Thursday, February 09, 2006
The End of the Trail
There's no better way to cure one's self of nostalgia for academia like adjuncting comp sections. Your students don't want to be there. You don't want to be there. This morning there were two major accidents on the way to work, so I took an alternate route. I might as well have walked. I arrived half an hour late, after calling someone to tell the kids to wait. Wait for what?
I tried to explain what an Evaluation argument was. They looked at me blankly. It wasn't that they didn't understand. They just didn't care. They are tired. Worn out. They don't want to see films. They don't want to read New York Times editorials. They don't want to study logical, ethical, or emotional appeals. They just want it to be over.
This is the composition two class. It is one of only two English classes they have to take on the way to their degree. A Bachelor's degree.
Their faces are drawn. My face feels like a transplant. I talk but it takes effort to make my eyes open, my mouth move. I am talking under water. I am half me, half someone else. I need antirejection drugs.
I answer individual questions. These days, I am best at one-on-one. I rely on the kindness that is my autopilot mode. Can't we get through this together? What do I have to do, besides count down the days?
Last week I went to a friend's class at Prestigious University. As I walked across the gothic quadrangles, I noticed how young everyone looked. How thin. How pretty. They all wore expensive-looking performance clothing. They mountaineered their way from one class to another.
In class, we all settled down for a leisurely afternoon. There was discussion, as we knew there would be. Ideas might come, slide away, reappear again. Faces might flicker and go dark, like an electrical storm. They don't know where they are going, but they know they are climbing somewhere, up, up.

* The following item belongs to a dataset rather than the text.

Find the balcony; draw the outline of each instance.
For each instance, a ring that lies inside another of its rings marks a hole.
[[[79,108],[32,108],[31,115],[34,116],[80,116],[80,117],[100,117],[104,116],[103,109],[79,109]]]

I know what it is like to stay too long on a mountain, to start too late, try to make up time, then get below the treeline just as the sun goes out behind slate hills. You walk down in the dark with your companion if you have one, trying to be cheerful, trying not to quarrel. Someone is at fault for the late start. Someone is disrespectful of something--time, nature, human endurance. You can't talk about it. You can't be afraid of bears or fisher cats. When you hear a twig snap, you say it's a deer, or a chipmunk, or a raccoon. Keep talking to each other. Keep walking in the darkness. You know it will turn out all right if you put one foot in front of the other, carefully, talking calmly, peering ahead, and stopping, every now and then, to marvel at the moon.